AARP Senior Vice President John Hishta immediately issued a statement in which he distanced himself from the ad the Obama campaign hastily put on the air, blanketing the airwaves in nearly all of the swing states.
“We were not aware of nor have any involvement with this campaign ad,” Hishta said. “AARP is a nonpartisan organization and we do not endorse political candidates.”
And this weekend in Florida, Ryan, campaigning with his mother, recounted an emotional story about how his grandmother — who had Alzheimer’s — moved in with him and his mom when Ryan was in high school.
“My mom and I were her two primary care givers,” Ryan said. “You learn a lot about life. You learn a lot about Alzheimer’s. And Medicare was there for our family, for my grandma when we needed it then. And Medicare is there for my mom while she needs it now. And we have to keep that guarantee.”
Ryan argued that “Medicare should not be used as a piggybank for Obamacare,” and reiterated that “Medicare should be the promise that is made to our current seniors period, end of story.”
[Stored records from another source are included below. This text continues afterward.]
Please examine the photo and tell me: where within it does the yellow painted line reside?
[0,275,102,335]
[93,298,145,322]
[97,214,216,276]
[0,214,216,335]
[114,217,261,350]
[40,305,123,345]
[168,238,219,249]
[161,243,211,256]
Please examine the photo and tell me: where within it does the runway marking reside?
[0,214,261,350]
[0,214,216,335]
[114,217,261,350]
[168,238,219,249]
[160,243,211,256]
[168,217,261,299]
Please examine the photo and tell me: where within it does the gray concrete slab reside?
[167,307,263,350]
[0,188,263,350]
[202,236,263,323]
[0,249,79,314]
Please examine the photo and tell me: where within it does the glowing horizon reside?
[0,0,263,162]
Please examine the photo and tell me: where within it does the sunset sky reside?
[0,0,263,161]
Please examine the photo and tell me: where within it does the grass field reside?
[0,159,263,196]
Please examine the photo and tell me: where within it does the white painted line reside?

“Our plan does not affect the benefits for people who are in or near retirement,” Ryan said. “It’s a promise that was made, and it’s a promise that must be kept.”
Ryan said his mom, a “snowbird” who lives in Florida during the winter, planned her retirement around Medicare and so the issue is not something that is neither abstract nor foreign to him.
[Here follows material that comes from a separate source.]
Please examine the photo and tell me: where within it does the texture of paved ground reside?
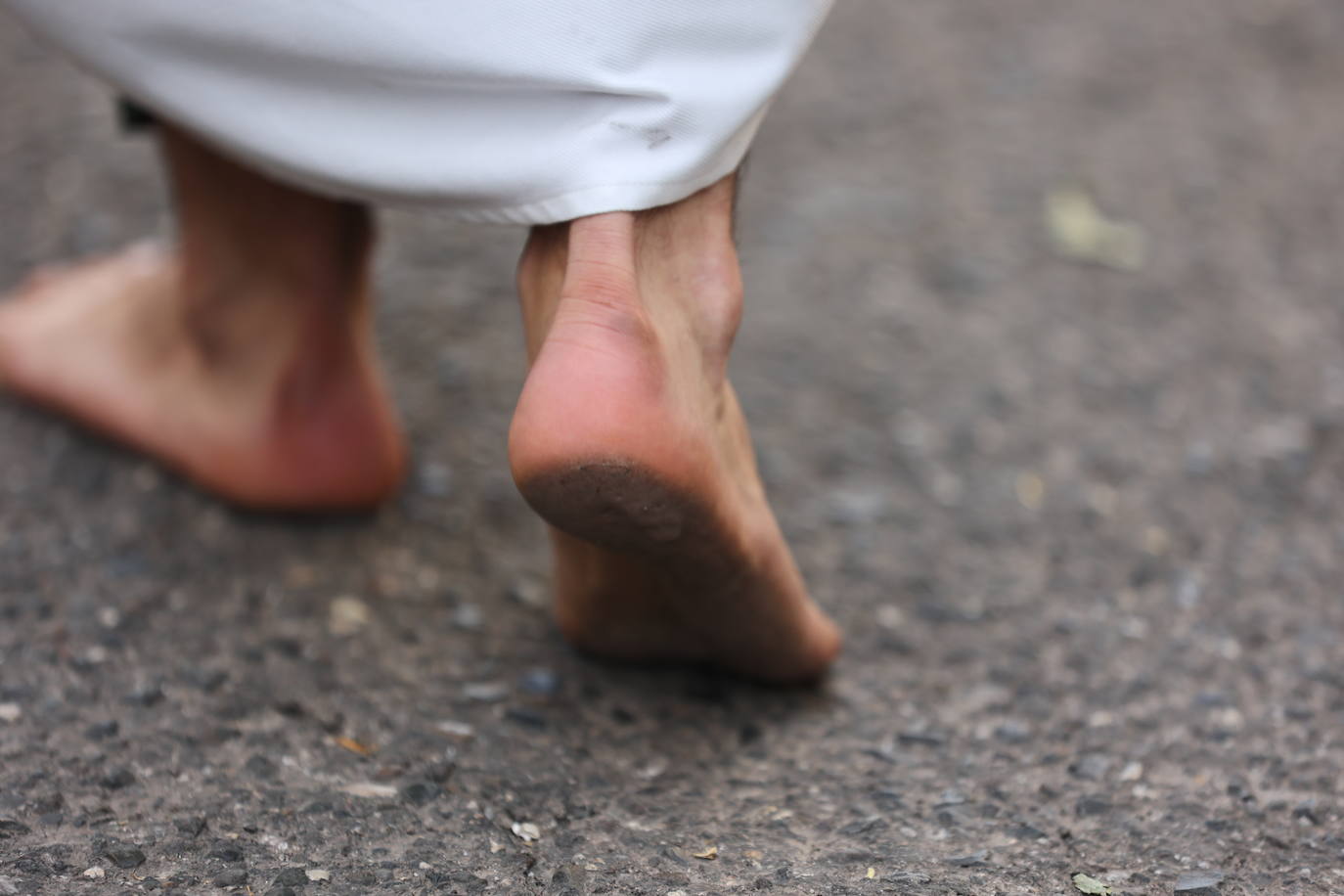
[0,0,1344,896]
“[Obama] puts a board of board of 15 unelected, unaccountable bureaucrats in charge of Medicare who are required to cut Medicare in ways that will lead to denied care for current seniors,” Ryan said. “We will make sure that this board of bureaucrats will not mess with my mom’s healthcare or your mom’s healthcare.”
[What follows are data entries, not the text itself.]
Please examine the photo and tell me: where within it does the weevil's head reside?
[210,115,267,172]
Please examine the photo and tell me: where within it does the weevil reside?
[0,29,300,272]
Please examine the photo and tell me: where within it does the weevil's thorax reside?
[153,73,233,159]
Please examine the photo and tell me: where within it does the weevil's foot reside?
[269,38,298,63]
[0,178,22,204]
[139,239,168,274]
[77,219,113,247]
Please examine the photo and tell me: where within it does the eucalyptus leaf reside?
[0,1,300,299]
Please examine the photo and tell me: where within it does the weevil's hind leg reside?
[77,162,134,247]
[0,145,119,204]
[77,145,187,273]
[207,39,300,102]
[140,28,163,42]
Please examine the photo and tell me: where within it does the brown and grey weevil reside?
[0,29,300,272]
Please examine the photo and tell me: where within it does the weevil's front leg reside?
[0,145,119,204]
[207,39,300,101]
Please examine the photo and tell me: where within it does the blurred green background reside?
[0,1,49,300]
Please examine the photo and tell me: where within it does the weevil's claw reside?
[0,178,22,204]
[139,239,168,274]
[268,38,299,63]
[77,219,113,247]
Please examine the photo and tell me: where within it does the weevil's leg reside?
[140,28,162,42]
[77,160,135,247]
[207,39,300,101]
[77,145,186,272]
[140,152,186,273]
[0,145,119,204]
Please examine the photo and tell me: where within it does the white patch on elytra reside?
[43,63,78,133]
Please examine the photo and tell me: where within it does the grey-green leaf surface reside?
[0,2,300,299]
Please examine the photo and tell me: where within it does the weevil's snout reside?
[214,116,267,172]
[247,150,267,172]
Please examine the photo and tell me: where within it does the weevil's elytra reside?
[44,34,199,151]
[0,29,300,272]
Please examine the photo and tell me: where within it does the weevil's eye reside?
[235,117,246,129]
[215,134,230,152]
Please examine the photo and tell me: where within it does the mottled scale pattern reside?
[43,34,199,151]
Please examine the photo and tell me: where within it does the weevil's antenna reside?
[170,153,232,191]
Ryan also mentioned that the idea of “premium support,” which is a part of his plan for reforming Medicare for those under 55 years of age, originated during the Clinton administration.
Since Obama came into the White House, the mainstream media — and Democrats — have often overestimated the degree to which Obama would be liked or how various policy issues would hurt Republicans. When Obama had sky-high approval ratings in 2009, the mainstream media warned Republicans against the dangers of opposing the policies of such a popular president. During the Obamacare debate, the mainstream media and Democrats again warned Republicans against becoming, in their words, “the party of ‘no.'” And when Republicans ignored the mainstream went on the offense — in large part because of the Tea Party — against Obama and Obamacare and won historic gains in the 2010 midterm elections.
This time, the conventional wisdom was that discussing Medicare would hurt Romney and Ryan the most in Florida. Yet last week, Romney led Obama in Florida in two polls the week after Romney chose Ryan as his running mate and a poll conducted by Purple Strategies showed that in the four states the organization polled — Florida, Ohio, Colorado and Virginia — Ryan’s and Romney’s views on Medicare fared the best in Florida. Florida’s seniors are more conservative than seniors in other states and, in 2010, Marco Rubio won half of Florida’s seniors even though he spoke about reforming Medicare and Social Security during his campaign. If Medicare turns out to be a net negative for Romney and Ryan in Florida, it will most likely not hurt the ticket more in Florida than it will in other states, if that is even the case.
When Ryan and Romney’s first joint interview aired on CBS’s “60 Minutes,” the network cut from its primetime broadcast a clip in which Ryan spoke about how his mother was a Florida resident who was on Medicare. Perhaps, despite their protestations to the contrary, the mainstream media knew that discussing Medicare — especially when Obama and Democrats have no plan to make Medicare solvent — would not hurt Romney and Ryan as much as they publicly said it would.
By not ceding the Medicare fight to Obama — and the mainstream media — Ryan and Romney enter this week facing an Obama campaign that suddenly finds itself on the defensive on an issue that is supposed to be on its strongest.